The suspension of a fine fraction of anode sludge in the rapidly flowing electrolyte appeared to affect the cathode quality adversely. Most of the sludge, 60 to 70 wt-pct, had a fast settling rate and settled in the holding tank. Either a larger holding tank with a longer electrolyte retention time or filtration techniques would be required to remove the finer fractions and prevent their inclusion in the cathodes. Although most of this work was carried out with the objective of materially increasing the current density to about 1 order of magnitude over that used commercially, the results suggest that a more moderate optimum current density exists where the energy consumption per unit weight of copper would be at a minimum. Increases in current density above that used in traditional refineries may increase the current efficiency, partly offsetting the increased energy due to resistive losses in the bus bars and the electrolyte.
A preliminary cost-analysis study of the channel cell electrorefining process indicates it is probably not competitive at the present time with traditional refinery cells. However, the advantages associated with more rapid production rates, smaller plant size, and possibly lower capital investments along with the high probability of regulations requiring safer and healthier work environments may make closed channel cell systems competitive in the future.

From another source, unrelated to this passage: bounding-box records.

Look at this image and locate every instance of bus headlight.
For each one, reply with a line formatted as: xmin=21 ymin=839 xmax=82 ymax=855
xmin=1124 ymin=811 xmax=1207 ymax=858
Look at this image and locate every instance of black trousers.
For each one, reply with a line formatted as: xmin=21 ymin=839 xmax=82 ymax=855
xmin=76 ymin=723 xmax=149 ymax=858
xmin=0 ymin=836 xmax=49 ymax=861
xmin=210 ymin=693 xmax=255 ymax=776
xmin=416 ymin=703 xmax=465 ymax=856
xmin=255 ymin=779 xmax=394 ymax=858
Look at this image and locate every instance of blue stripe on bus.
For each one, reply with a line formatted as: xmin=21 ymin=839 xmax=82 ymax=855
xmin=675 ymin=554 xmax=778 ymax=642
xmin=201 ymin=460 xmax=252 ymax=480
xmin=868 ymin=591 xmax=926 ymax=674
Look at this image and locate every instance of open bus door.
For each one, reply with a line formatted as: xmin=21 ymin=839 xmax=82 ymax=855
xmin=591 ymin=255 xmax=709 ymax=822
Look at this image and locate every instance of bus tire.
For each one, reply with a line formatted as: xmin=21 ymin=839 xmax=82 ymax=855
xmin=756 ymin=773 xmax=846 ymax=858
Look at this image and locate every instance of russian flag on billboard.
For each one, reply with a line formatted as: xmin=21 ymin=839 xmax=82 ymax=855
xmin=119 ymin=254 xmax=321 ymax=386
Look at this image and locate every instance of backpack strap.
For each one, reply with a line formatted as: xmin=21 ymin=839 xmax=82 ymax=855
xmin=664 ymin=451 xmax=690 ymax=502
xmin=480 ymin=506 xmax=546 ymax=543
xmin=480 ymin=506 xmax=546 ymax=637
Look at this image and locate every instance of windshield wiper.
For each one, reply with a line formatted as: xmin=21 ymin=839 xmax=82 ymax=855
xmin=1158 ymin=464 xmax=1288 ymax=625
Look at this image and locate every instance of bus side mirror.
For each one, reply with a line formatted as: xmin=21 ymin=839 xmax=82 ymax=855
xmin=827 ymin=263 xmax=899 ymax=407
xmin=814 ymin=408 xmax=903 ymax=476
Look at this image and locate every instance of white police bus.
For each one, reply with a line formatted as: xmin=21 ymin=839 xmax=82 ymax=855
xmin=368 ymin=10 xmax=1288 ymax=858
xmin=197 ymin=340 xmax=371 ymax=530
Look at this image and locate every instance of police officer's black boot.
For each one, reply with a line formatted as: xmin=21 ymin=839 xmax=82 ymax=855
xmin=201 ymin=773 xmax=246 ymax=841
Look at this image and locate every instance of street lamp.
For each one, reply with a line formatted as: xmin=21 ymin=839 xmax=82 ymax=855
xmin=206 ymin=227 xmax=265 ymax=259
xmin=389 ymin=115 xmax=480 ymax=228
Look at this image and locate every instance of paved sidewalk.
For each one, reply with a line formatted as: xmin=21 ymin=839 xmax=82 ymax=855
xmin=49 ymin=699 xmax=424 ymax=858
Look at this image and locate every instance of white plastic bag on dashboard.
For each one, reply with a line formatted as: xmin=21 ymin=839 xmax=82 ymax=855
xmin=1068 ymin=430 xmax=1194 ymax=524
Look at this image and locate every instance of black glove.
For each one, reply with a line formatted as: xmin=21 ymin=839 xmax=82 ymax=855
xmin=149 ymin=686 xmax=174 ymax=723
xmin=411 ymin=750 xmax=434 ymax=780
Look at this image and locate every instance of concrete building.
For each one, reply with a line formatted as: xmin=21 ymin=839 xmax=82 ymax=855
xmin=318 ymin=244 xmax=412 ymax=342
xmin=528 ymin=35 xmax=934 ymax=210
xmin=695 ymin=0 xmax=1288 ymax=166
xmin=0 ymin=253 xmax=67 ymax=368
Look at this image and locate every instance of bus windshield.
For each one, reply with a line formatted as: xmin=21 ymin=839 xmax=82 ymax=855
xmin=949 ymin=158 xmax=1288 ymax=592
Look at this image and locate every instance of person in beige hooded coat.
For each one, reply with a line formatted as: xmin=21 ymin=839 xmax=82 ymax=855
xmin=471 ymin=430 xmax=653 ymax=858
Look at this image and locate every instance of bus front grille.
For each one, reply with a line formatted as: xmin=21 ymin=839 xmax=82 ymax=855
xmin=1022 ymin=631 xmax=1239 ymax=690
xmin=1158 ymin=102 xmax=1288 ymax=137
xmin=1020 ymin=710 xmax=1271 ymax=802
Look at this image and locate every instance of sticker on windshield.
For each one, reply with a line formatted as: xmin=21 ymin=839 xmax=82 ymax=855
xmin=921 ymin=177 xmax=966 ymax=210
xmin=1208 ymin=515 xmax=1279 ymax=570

This report describes research carried out by the Bureau of Mines to develop new technology for electrorefining metals at much higher current densities than those normally used in commercial practice. Preliminary studies using rotating-ring and cylinder electrodes to increase the mass transport of copper are discussed. Following this work, single and multi-channel cells were developed that utilized a high electrolyte flow in the channels formed by the anode-cathode pairs . Using these cells , copper was successfully refined at current densities in the range of 70 to 300 amp/ft². The effects of flow rate, electrolyte composition, and grain-refining and leveling agents on the morphology and purity of electro-deposited copper were determined.